On September 25, 2009 Marecic scored two touchdowns in a win over Notre Dame, one on offense and then one on defense within seconds of the first. Such a feat has not been accomplished since 2006.
His offensive touchdown came on a short and goal when Harbaugh called on his fullback to punch it in. Marecic sees it differently.
"Stepfan Taylor had been doing all the work on offense," Marecic said, "But I just finished the last inch of the drive. I wouldn't have had that opportunity had it not been for Stepfan."
Surely some credit is due to Marecic's defensive play when he perfectly jumped his man's rout for a pick-six. Nope.
"[Defensive end] Matt Masifilo got a great jump on the quarterback and [forced the bad pass] and I was just lucky to reap the benefit. Yes, I scored the touchdowns, but I had the easiest job in both instances," Marecic said.
Many have pointed to the dangers that could come with playing nearly every snap at positions that see the most contact. Undoubtedly it takes a tough player to do what Marecic does and much of his approach is dictated by a personal philosophy that impressed his head coach.
Marecic's toughness was showcased throughout 2009, cracking three helmets in collisions with various players.
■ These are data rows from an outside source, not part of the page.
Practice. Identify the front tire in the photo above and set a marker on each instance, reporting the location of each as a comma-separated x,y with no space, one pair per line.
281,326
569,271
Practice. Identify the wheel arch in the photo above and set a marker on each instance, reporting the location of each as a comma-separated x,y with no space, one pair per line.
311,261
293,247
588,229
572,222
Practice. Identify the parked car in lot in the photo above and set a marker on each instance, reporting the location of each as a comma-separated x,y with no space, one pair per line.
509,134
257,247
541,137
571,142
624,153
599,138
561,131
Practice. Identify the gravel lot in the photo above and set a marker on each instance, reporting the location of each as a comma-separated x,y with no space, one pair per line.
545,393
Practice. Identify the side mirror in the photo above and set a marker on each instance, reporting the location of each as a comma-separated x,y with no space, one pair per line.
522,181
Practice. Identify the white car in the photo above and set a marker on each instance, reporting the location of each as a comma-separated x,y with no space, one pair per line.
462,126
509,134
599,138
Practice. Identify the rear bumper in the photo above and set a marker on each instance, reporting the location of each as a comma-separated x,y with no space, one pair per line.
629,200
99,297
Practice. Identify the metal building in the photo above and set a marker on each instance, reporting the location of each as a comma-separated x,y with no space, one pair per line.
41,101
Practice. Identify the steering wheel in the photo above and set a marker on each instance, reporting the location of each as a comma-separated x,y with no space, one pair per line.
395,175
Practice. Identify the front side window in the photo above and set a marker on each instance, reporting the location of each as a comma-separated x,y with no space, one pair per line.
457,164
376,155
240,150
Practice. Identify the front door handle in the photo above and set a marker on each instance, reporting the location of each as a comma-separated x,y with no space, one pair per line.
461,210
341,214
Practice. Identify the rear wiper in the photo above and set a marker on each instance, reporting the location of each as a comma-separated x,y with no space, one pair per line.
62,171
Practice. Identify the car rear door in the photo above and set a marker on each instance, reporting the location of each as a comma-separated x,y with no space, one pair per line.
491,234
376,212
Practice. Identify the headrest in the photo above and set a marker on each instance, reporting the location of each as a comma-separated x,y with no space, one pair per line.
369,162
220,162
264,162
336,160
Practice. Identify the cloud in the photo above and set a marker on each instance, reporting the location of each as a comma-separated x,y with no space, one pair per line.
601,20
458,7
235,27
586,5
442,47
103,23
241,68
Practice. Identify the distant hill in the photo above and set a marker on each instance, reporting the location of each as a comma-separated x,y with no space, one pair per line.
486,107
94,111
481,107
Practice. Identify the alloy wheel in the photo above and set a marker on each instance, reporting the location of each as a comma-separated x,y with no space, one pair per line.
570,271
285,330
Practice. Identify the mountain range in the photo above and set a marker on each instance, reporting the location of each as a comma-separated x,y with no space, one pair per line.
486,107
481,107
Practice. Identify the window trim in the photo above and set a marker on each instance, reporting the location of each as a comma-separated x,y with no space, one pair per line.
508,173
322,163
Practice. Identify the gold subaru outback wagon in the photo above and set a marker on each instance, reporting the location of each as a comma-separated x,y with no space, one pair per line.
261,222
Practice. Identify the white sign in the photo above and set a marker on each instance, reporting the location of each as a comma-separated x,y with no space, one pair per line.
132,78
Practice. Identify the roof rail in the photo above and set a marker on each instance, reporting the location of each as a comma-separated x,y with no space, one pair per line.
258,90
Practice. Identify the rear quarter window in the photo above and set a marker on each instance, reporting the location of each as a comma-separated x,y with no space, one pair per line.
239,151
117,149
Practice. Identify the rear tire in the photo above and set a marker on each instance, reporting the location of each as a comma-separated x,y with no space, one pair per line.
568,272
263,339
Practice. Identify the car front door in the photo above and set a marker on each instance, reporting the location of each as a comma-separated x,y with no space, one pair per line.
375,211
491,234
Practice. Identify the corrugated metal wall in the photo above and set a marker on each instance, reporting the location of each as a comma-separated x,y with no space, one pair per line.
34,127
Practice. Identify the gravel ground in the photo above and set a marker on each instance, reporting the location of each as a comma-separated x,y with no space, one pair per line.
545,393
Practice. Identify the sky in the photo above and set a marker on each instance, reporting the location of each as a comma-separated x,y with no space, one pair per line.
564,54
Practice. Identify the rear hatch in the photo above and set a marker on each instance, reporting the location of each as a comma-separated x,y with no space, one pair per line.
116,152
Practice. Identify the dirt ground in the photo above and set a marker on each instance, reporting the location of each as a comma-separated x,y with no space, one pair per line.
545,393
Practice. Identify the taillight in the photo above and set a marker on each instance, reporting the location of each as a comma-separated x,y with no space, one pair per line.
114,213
Harbaugh wanted one of them for his office as a reminder of what toughness is and asked Marecic to inscribe it.
"How do you sign something like that?" Marecic chuckled. "So I remembered a saying from my high school days that I thought was applicable: 'Today give it all that you have, for what you keep inside you lose forever.' I thought he'd like that quote and appreciate seeing in his office everyday."
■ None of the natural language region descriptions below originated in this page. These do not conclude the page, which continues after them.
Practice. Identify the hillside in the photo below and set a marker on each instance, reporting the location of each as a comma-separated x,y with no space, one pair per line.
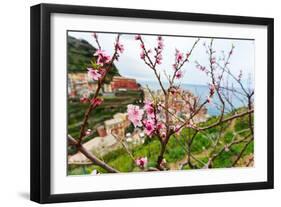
80,53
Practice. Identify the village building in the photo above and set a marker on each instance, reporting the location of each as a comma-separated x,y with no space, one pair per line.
79,84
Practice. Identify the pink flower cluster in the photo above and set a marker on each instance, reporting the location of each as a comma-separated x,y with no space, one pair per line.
135,115
119,47
240,75
96,102
211,92
148,118
141,162
158,49
103,57
94,74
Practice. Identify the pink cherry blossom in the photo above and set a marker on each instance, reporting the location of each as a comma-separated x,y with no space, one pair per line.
160,126
174,66
179,56
149,127
95,35
179,74
240,75
212,90
96,102
142,55
84,98
135,114
158,59
160,43
178,129
137,37
103,57
88,132
213,60
163,134
94,74
119,47
149,109
141,162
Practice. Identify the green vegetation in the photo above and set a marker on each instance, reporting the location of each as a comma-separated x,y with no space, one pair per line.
176,152
111,105
80,53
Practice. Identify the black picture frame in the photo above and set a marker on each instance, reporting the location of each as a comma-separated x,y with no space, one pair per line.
41,95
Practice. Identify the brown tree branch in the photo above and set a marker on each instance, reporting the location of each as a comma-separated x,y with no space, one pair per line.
90,156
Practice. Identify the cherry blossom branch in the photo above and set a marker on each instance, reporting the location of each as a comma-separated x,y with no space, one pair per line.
100,83
90,156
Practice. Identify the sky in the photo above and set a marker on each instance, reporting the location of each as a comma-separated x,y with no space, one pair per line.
130,64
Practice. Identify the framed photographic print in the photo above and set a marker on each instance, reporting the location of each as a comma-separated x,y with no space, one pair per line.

This mindset that has helped Stanford to compile its best record in the Harbaugh era. Coach Harbaugh inherited a 1-11 team and has since led the Cardinals to records of 4-8, 5-7, 8-5 and this season, Stanford is 11-1.
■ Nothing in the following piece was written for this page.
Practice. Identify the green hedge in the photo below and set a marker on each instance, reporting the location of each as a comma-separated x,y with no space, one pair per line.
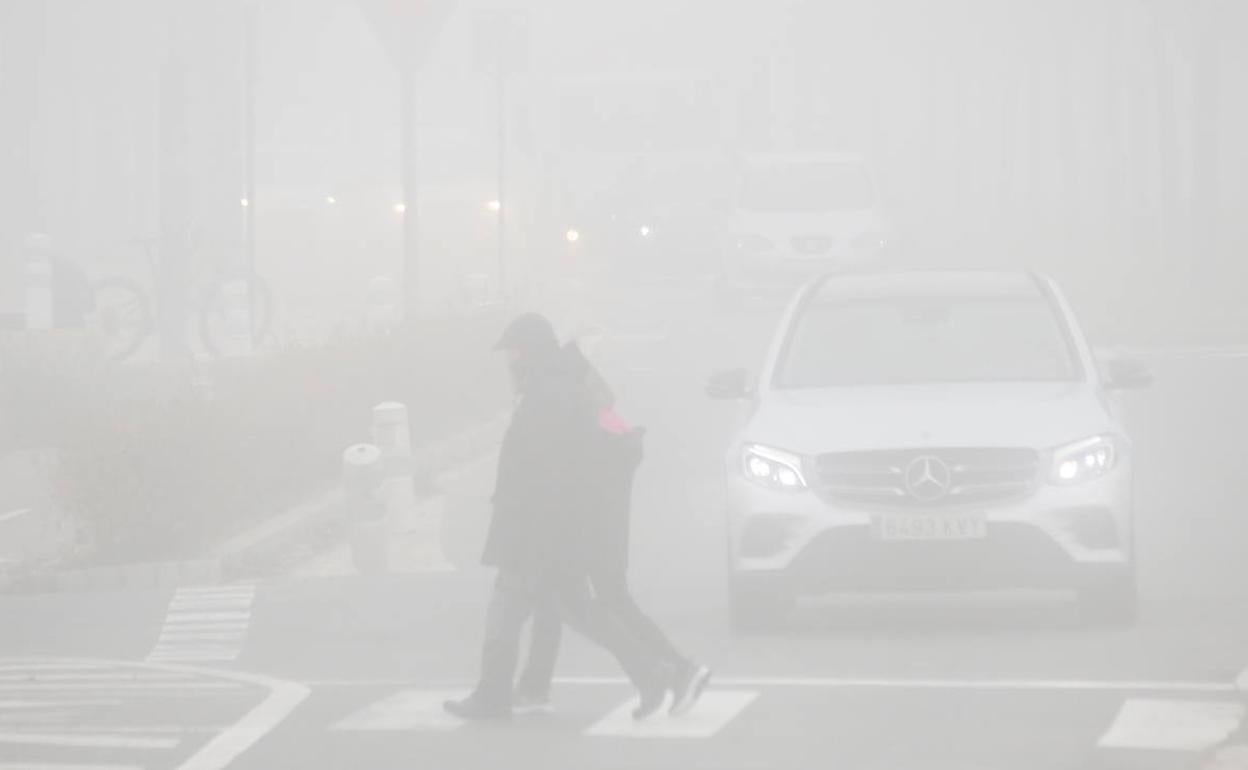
164,461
Rivals appreciate Marecic's contribution to the game.
"He's a special young man and must be extremely intelligent to master both sides of the ball on the division-1 level," says Arizona head coach Mike Stoops. "He should be an All-Pac-10 player at either position he plays and I voted for him in both instances. He's perceived around the conference as a true leader."
2009 Heisman runner-up and former Stanford running back Toby Gerhart agrees.
"We'd all do legs in the morning and Owen was always there," Gerhart said. "Then some of us would go back in the afternoon to do the 'pretty muscles,' the pecs and what not, and Owen was there again doing more squats and more sets on the leg press. I was the guy he was clearing lanes for and I couldn't have been more grateful. He's a perfect teammate."
Marecic is poised to end his collegiate career with a win and knows that the Cardinal are in prime position to get their first bowl victory since 1996.
A defensive switch from a 4-3 to a 3-4 has made the Cardinal even more effective. In 2009, they gave up an average of 26.5 points to opponents. This season that average is down to 17.8 (11th in the nation). Stanford is also scoring more, accumulating an average of 40.3 points per game (8th in the nation) as opposed to last years 35.5 ppg.
Marecic is quick to credit the coaching staff, especially new defensive coordinator Vic Fangio, who had previously spent 24 years in the NFL.
"He's a genius. He's patient and knows how to clearly convey what he wants from us. I wouldn't be able to learn two different playbooks without coaches like Coach Fangio."
By the way, that long ponytail he wears?
"I like to grow it out so I can cut it every couple of months and donate it to Locks of Love," Marecic said.